Species of flowering plant

Babingtonia grandiflora, commonly known as the large flowered babingtonia, is a species of flowering plant in the family Myrtaceae. It is a common heathland shrub endemic to the coastal southwest of Western Australia. It is a shrub with erect or arching stems, linear leaves and white or pale pink flowers usually arranged singly in leaf axils, each flower with 11 to 25 stamens. Babingtonia grandiflora flowers from August to December.

==Taxonomy==
This species was first formally described in 1867 by George Bentham in Compositae Flora Australiensis, who gave it the name Baeckea grandiflora, from specimens collected by James Drummond between the Moore and Murchison Rivers. In 2015, Barbara Rye transferred the species to Babingtonia as B. grandiflora in the journal Nuytsia. The specific epithet (grandiflora) means "large-flowered".

==Description==
Babingtonia grandiflora is an upright, open shrub, that typically grows to a height of 0.5 to 2 m and has erect or arching stems. Its leaves are arranged opposite, widely spaced, either decussate or clustered on smaller branches, 2.5 to 10 mm long, 0.5-1.6 mm wide, 0.3-0.6 mm thick. They can be more or less triangular to rounded or slightly pointed at the apex to terete with the narrower end towards the base, 2.5–9 mm long and 0.5–1.6 mm wide on a petiole 0.2–0.7 mm long. The large, single, flowers are usually arranged singly on a pedicel 1-4 mm long or multiple flowers on a peduncle 3–9 mm long. The sepals are about 0.2–0.7 mm long and 1.5–3.3 mm wide. The petals are white or pale pink, 4.5–6.5 mm long and there are 11–25 stamens in each flower. The flowers have a diameter of 10 to 15 mm. The ovary has three locules, each with 10 to 15 ovules. Flowering mainly occurs from August to October, and the fruit is a capsule 2.5–3 mm long and 4-5 mm wide including the flower parts.

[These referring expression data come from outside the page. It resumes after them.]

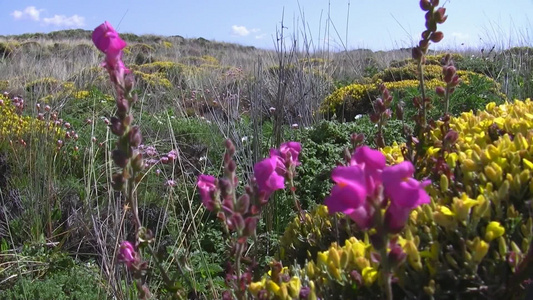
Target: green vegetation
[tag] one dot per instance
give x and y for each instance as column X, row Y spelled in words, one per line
column 61, row 223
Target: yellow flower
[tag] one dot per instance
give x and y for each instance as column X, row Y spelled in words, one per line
column 369, row 275
column 494, row 230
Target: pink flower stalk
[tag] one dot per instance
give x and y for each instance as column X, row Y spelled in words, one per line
column 362, row 182
column 268, row 179
column 349, row 193
column 206, row 185
column 405, row 193
column 126, row 253
column 372, row 162
column 107, row 40
column 270, row 172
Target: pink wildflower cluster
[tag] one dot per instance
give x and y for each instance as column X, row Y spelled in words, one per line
column 127, row 254
column 367, row 185
column 107, row 40
column 270, row 173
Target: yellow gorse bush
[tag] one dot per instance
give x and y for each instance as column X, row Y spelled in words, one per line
column 15, row 127
column 494, row 158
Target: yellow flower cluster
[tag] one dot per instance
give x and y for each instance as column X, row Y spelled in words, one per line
column 477, row 219
column 14, row 127
column 153, row 80
column 333, row 265
column 358, row 92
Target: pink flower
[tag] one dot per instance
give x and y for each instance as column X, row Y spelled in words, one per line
column 206, row 185
column 126, row 253
column 107, row 40
column 291, row 150
column 266, row 176
column 349, row 193
column 286, row 156
column 372, row 162
column 405, row 194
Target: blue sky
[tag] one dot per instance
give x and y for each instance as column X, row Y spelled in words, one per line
column 377, row 25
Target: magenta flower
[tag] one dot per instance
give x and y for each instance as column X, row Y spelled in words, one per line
column 363, row 215
column 405, row 194
column 107, row 40
column 266, row 176
column 349, row 193
column 126, row 253
column 286, row 156
column 372, row 162
column 206, row 185
column 290, row 151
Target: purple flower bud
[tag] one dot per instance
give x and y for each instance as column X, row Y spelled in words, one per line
column 135, row 136
column 119, row 157
column 117, row 181
column 116, row 126
column 137, row 162
column 425, row 5
column 126, row 253
column 440, row 91
column 397, row 256
column 439, row 15
column 436, row 36
column 122, row 105
column 417, row 53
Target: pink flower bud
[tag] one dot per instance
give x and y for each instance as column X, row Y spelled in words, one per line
column 439, row 15
column 425, row 5
column 126, row 253
column 440, row 91
column 436, row 36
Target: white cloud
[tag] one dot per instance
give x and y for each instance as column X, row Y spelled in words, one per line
column 34, row 14
column 30, row 12
column 461, row 35
column 64, row 21
column 242, row 30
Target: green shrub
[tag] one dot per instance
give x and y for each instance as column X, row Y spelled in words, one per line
column 468, row 243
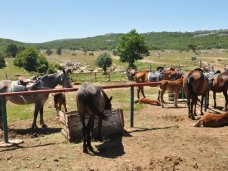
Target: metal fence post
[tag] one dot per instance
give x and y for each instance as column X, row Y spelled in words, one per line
column 4, row 118
column 132, row 106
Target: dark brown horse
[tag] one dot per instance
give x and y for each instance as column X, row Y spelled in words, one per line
column 59, row 100
column 146, row 76
column 195, row 84
column 91, row 102
column 220, row 84
column 171, row 85
column 46, row 82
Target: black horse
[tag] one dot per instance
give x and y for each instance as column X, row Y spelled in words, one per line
column 91, row 101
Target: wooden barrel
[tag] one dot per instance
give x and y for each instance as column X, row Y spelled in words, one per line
column 170, row 96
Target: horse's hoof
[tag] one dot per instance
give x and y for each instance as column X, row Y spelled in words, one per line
column 85, row 150
column 98, row 139
column 43, row 126
column 90, row 148
column 34, row 127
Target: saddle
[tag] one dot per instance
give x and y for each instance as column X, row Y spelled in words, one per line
column 24, row 84
column 154, row 76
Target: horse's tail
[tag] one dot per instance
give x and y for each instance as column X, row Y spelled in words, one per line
column 199, row 123
column 189, row 85
column 94, row 108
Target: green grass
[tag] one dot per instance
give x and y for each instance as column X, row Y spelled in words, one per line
column 121, row 97
column 12, row 71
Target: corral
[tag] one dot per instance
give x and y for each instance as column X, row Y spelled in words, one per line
column 161, row 139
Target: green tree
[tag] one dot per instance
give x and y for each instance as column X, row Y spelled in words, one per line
column 59, row 51
column 104, row 61
column 48, row 52
column 2, row 61
column 132, row 47
column 31, row 60
column 12, row 50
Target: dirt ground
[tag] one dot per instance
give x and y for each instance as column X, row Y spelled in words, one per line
column 161, row 139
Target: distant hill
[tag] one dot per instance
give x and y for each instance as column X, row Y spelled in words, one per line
column 156, row 41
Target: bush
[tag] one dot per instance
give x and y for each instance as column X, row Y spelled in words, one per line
column 31, row 60
column 104, row 61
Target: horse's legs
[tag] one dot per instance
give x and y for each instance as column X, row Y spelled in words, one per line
column 161, row 98
column 226, row 98
column 193, row 103
column 90, row 126
column 158, row 95
column 65, row 107
column 189, row 110
column 99, row 138
column 35, row 117
column 142, row 91
column 214, row 97
column 176, row 95
column 84, row 131
column 201, row 104
column 138, row 90
column 43, row 125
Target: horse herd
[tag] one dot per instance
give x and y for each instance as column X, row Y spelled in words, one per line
column 91, row 100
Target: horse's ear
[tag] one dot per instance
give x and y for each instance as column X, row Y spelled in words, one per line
column 69, row 71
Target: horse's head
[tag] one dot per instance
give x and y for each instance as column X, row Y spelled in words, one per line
column 108, row 105
column 131, row 73
column 65, row 79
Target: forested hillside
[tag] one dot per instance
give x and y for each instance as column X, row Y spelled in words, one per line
column 155, row 40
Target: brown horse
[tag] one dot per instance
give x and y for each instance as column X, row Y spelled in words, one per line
column 49, row 81
column 172, row 85
column 220, row 84
column 91, row 101
column 59, row 100
column 195, row 84
column 145, row 76
column 213, row 120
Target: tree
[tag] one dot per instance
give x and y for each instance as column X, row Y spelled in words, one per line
column 193, row 47
column 104, row 61
column 48, row 52
column 132, row 47
column 31, row 60
column 59, row 51
column 2, row 61
column 12, row 50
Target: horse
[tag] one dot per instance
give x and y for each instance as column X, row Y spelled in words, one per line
column 195, row 84
column 59, row 100
column 172, row 85
column 49, row 81
column 213, row 120
column 146, row 76
column 91, row 102
column 148, row 101
column 220, row 84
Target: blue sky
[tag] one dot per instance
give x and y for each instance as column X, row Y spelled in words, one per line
column 46, row 20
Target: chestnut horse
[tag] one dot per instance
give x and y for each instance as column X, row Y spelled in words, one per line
column 49, row 81
column 59, row 100
column 195, row 84
column 91, row 101
column 172, row 85
column 220, row 84
column 145, row 76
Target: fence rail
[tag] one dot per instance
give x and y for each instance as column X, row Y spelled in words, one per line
column 3, row 99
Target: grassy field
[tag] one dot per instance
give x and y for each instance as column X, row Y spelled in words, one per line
column 121, row 96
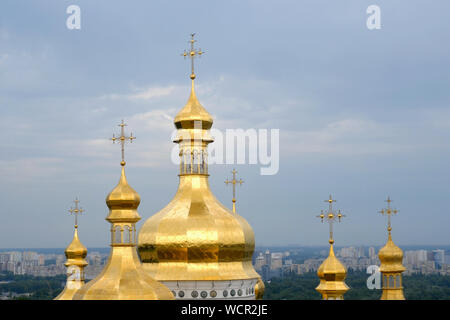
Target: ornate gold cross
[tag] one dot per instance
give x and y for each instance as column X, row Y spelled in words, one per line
column 233, row 183
column 76, row 211
column 122, row 139
column 192, row 53
column 331, row 216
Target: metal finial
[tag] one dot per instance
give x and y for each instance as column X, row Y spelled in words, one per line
column 233, row 183
column 122, row 139
column 331, row 216
column 192, row 53
column 388, row 212
column 76, row 211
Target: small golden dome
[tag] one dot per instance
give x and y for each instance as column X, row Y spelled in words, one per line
column 332, row 269
column 391, row 257
column 76, row 250
column 123, row 201
column 193, row 111
column 332, row 274
column 123, row 277
column 259, row 289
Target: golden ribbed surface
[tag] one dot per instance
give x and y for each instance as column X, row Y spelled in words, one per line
column 193, row 111
column 76, row 251
column 332, row 274
column 195, row 237
column 123, row 279
column 391, row 257
column 123, row 201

==Distribution and habitat==
Babingtonia grandiflora often occurs on plains, or on undulating hills and breakaways in the rocky hillsides, or outcrops from near Northampton to Boonanarring Nature Reserve in the Avon Wheatbelt, Geraldton Sandplains, Jarrah Forest and the Swan Coastal Plain bioregions of south-western Western Australia where it grows on gravelly loamy and sandy soils over laterite.